The Cornhuskers and Badgers are set to go to war on October 1 for Big Ten supremacy, but until then, comparing and contrasting the two teams on paper will have to suffice.
Wisconsin obviously lost a big piece of last year’s Rose Bowl squad in Scott Tolzien, and it remains to be seen if Russell Wilson will be good enough to fill that void. What Tolzien lacked in style and glitz, he more than made up for in smarts and perseverance. The one thing that he was missing, however, was infinite potential – which is precisely what Wilson brings to the table. Whereas Tolzien did what he needed to do and he did it well, Wilson has that special something that could make him one of the most terrifyingly strong game-changers in the Big Ten. When you add Montee Ball, James White and Nick Toon into that already enthralling pot, you see why the Badgers have one of the most respected squads coming into this 2011 season.

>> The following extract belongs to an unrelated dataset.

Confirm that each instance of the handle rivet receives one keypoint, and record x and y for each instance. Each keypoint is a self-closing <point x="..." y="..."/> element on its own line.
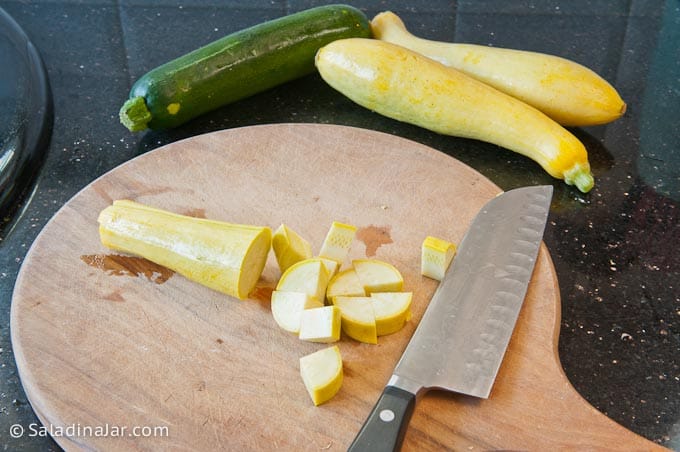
<point x="387" y="415"/>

Nebraska, meanwhile, is learning from mistakes past. Bo Pelini sat back last year and watched his inconstant offense hinder his group’s chances of making one last legitimate impression on the Big 12 in what would have been poetic fashion. And while a lot of the offense’s struggles could be attributed to their young, rough-around-the-edges passer, Taylor Martinez, the Huskers’ head coach clearly felt as though some of the blame deserved to levied onto the shoulders of Ted Gilmore and Shawn Watson.
Look for freshly promoted offensive coordinator, Tim Beck, to pound the idea of holding onto the football into his guys’ heads, something that should play a pretty substantial difference in the team’s future success. Furthermore, a full year of seasoning for Martinez mixed in with the maturation of Rex Burkhead, Kyler Reed and Brandon Kinnie is very intriguing, to say the least. If the offense can get itself together, as many expect that it can, the Huskers suddenly become an extremely complete football team.

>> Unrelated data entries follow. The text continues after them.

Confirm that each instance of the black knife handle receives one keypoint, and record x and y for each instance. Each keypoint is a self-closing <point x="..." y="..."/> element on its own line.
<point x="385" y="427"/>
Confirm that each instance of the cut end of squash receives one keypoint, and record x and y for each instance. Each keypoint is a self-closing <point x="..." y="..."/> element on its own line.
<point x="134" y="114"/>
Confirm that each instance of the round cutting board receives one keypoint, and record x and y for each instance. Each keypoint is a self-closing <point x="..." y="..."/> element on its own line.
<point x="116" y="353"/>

Nebraska’s real ace in the hole, though, remains their defense. The fact that the team is returning three All-Americans in Alfonzo Dennard, Lavonte David and Jared Crick means that the side of the ball that the Cornhuskers typically rely on most is laced with athleticism, experience and technical acuity. Whereas in seasons past they’ve more or less had to compensate for the offense’s notable flaws, if all goes according to plan, that won’t have to be the case this year.
So what does all of this mean in terms of who’s better between Wisconsin and Nebraska? Nothing. Games aren’t won on paper, and that’s a pretty big reason why these two programs (who traditionally win gritty) have been as prominently successful as they have been. The question of who is better can only be answered in one way – on the football field, with everything on the line.
October 1 can’t come quickly enough.